Swami Agnivesh
Swami Agnivesh, an activist based in New Delhi, India, is a leader of Arya Samaj, and Board member of KAICIID (King Abdullah bin Abdulaziz International Centre for Interreligious and Intercultural Dialogue). He was awarded the Right Livelihood award, known as the Alternative Nobel, in 2004, for his work for social justice. Late Justice V.R. Krishna Iyer called him a cyclonic swami, reflecting his dynamism and the diversity of his activism.

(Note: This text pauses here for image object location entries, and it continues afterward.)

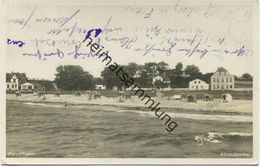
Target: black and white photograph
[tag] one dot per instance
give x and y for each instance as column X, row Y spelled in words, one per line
column 138, row 80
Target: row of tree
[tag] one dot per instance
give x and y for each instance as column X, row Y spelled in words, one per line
column 70, row 77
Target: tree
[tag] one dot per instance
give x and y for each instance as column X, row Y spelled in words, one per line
column 71, row 77
column 110, row 78
column 193, row 71
column 247, row 77
column 131, row 69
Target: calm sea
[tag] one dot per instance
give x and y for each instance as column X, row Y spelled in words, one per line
column 44, row 130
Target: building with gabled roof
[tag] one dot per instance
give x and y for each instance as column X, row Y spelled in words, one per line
column 222, row 80
column 14, row 80
column 198, row 84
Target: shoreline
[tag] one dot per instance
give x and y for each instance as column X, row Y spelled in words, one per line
column 234, row 107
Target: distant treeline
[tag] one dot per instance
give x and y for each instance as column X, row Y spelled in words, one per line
column 71, row 77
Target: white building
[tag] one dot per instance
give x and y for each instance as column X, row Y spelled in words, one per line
column 222, row 80
column 100, row 87
column 198, row 84
column 14, row 80
column 30, row 86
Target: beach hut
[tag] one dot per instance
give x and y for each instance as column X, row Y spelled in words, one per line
column 176, row 97
column 125, row 95
column 227, row 97
column 77, row 94
column 191, row 98
column 17, row 93
column 57, row 94
column 97, row 95
column 208, row 97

He was born as Vepa Shyam Rao in 1939, the grandson of the Diwan (Chief Minister) of a princely state called Shakti, now in Chattisgarh, and part of an Orthodox Hindu family. Later on he obtained Law and Business Management degrees, became a lecturer in Kolkatta's famous St. Xavier's College 1963-1968. Also practiced law in Kolkatta High Court under Sabyasachi Mukherji who subsequently became Chief Justice of India.

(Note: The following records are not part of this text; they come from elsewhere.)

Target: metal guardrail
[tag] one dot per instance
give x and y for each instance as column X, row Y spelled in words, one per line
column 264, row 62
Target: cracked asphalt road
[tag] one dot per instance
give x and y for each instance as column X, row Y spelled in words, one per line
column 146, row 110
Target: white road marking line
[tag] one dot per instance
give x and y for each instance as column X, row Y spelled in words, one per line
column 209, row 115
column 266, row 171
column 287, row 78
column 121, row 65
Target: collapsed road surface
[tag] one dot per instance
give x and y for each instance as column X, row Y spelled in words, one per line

In 1968 he became a full-time worker of the Arya Samaj, a Hindu reformist movement, and two years later became a sanyasi, renouncing worldly possessions and becoming, in the process, Swami Agnivesh in March 1970. With Swami Indravesh led various movements of students, teachers and farmers in Haryana. In 1974 as a trusted lieutenant of Lok Nayak Jai Prakash Narayan led his movement in Haryana. Spent 13 months in Ambala Central Jail during emergency. He studied Mahatma Gandhi's literature and was deeply influenced by Gandhian thought. He was elected MLA in Haryana and was Minister for Education for a short stint. He resigned 1979 , Nov. and plunged in the movement for the emancipation of Bonded Laborers and Child Slavery.
Swami Agnivesh a powerful communicator in Hindi and English, has worked on many social issues nationally and internationally such as abolition of untouchability and caste system in Hindu religious society, women's equality, and religious tolerance and reconciliation. He is a strong advocate of interfaith action for social justice. First International Anti-Slavery Award was given to him in London in 1990, Freedom and Human Rights Award in Berne , Switzerland in 1994, Rajiv Gandhi National Sadbhavna Award in 2004 and Right Livelihood Award ( Alternative Nobel for Peace in 2004.)